Although I didn't get around to making a snow angel, I did have the most amazing and quintessential Boston lunch at this fine eating establishment. I often categorize cities by food, so when I think of Boston I think lobster roll, or the "lobstah" roll as the locals call it. Regardless of how you pronounce it, it's basically luscious chunks of lobster in a light mayonnaise dressing stuffed into a soft hotdog-like roll. But like most dishes, they can run the spectrum from ho-hum to life-changing. Chef Barbara Lynch is nothing short of a culinary rock star, so the fact that after just one bite I felt compelled to grab the entire lobster roll-filled tray for eight and run as fast as I could away from the table so I could stuff myself into oblivion shouldn't really come as much of a surprise.

It reminded me, though, that every place has its own beauty and characteristics — be it a meal or a monument or a method of living — that defines it and makes it unique. Often it's those "special" qualities that endears us to a place.

After having the pleasure of spending both Thanksgiving and Christmas back in the South, I spent some time thinking about all the little things that in many ways become big things that I love and miss about the South when living in California.

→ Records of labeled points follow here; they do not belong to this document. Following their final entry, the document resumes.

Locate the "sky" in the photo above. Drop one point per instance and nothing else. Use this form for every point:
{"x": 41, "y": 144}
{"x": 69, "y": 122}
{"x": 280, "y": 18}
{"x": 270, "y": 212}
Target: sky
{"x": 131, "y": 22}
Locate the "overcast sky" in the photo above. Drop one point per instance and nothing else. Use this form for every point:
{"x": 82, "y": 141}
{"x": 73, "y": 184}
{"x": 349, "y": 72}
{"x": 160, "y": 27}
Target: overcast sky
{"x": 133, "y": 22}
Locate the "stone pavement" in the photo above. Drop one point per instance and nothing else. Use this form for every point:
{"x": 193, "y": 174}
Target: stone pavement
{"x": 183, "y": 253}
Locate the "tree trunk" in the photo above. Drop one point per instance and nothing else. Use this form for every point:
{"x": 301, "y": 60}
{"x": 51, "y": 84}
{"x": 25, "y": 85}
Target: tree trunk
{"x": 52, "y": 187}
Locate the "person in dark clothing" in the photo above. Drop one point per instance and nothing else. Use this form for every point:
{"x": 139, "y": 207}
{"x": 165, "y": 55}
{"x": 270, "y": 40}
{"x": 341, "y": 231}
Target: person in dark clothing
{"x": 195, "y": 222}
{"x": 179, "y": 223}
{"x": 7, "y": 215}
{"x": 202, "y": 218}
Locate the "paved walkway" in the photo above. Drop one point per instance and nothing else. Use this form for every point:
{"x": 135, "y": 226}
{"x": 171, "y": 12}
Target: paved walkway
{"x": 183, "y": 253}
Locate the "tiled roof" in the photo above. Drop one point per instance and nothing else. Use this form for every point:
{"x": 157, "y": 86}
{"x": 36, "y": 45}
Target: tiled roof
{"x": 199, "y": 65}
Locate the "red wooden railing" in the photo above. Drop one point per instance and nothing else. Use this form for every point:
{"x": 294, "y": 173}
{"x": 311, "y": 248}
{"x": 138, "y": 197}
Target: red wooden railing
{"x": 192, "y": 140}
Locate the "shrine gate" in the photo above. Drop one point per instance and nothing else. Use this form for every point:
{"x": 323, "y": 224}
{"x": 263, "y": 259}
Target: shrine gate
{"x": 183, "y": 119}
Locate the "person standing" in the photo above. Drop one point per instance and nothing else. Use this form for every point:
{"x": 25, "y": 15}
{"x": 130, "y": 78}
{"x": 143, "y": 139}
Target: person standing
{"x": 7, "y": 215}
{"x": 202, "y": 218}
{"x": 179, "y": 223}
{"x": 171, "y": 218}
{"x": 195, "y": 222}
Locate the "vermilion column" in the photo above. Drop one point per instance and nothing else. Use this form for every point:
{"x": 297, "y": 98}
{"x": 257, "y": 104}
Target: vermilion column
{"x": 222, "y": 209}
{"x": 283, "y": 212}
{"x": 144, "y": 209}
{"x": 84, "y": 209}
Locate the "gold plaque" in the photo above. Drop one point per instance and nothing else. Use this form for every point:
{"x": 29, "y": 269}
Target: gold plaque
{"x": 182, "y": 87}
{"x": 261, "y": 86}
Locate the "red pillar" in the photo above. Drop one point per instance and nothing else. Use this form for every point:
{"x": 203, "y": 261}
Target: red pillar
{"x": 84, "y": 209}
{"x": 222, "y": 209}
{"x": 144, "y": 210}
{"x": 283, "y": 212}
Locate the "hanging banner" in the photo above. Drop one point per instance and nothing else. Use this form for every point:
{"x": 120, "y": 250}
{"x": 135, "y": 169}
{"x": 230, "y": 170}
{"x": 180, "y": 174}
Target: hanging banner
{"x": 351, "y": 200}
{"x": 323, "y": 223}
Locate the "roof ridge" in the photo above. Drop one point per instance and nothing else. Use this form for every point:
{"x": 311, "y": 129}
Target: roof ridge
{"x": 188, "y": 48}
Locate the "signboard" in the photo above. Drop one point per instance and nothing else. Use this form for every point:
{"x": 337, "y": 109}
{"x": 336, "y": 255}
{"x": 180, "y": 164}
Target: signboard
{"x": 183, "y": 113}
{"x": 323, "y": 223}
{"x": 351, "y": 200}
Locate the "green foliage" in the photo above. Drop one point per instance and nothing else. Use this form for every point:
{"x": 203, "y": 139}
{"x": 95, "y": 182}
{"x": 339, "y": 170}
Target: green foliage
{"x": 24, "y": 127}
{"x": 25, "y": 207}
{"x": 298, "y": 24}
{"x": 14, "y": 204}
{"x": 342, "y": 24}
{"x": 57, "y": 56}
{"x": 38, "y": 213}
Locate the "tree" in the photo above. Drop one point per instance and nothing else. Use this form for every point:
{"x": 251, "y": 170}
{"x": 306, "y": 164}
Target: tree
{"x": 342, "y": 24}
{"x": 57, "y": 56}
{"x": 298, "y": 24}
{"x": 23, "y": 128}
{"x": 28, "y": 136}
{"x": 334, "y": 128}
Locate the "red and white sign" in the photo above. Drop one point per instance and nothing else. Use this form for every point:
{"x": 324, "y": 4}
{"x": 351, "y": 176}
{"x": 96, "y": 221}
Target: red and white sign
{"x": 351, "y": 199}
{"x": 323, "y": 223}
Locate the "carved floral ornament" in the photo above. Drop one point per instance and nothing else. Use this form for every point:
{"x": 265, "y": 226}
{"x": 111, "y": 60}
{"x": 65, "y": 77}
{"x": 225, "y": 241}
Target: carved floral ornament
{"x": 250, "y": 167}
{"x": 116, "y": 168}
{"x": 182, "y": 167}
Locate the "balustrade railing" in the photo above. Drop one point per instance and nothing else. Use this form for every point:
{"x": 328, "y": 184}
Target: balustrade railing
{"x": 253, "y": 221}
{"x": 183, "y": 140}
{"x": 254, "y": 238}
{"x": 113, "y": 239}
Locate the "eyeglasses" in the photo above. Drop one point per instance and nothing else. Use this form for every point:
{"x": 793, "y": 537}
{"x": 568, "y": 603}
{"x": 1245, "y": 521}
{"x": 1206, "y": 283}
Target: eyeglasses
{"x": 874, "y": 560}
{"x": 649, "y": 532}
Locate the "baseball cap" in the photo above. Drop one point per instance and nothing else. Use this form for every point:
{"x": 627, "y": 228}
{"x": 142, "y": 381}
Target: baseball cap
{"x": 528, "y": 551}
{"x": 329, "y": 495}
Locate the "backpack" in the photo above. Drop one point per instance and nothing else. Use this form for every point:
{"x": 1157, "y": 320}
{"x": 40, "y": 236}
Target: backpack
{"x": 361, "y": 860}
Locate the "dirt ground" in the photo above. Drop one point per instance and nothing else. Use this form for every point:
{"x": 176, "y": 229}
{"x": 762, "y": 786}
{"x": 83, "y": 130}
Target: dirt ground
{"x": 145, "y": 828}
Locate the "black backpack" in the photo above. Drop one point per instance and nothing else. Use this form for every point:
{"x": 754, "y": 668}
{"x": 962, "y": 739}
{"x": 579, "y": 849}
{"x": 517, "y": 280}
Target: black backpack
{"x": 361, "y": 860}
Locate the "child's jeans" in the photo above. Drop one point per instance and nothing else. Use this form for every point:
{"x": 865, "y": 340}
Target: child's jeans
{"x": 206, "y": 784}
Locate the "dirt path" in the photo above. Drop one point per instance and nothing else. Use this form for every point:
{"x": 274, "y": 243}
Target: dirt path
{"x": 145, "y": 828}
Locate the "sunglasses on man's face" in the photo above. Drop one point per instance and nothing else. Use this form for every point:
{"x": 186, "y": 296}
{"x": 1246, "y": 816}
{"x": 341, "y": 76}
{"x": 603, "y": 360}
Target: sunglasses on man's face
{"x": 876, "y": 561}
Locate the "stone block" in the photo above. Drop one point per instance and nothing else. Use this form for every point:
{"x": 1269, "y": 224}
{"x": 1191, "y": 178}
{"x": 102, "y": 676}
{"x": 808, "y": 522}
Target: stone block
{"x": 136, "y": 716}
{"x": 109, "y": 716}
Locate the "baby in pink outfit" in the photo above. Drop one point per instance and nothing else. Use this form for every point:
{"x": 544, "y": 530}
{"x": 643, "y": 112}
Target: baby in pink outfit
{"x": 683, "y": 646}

Things like frozen dumplings — and an entire case dedicated to them at the grocery store — for quick chicken and dumplings . . .

. . . quite possibly the best breakfast sausage in the world . . .

. . . Blue Bell ice cream. . .

. . . deep fried turkey breast . . .

. . . cane syrup for your biscuits . . .

. . . pimento cheese-stuffed celery sticks . . .

. . . scuppernong jelly . . .

. . . deer sausage, from a buck my cousin's 13-year-old daughter shot, to name just a few.

As much as I love to travel and learn about new places (which often involves food), I never want to forget where I come from and how it's shaped me. So here's to a 2011 filled with many wonderful new experiences and an appreciation for our roots.

I hope the year is off to a fabulous start for you!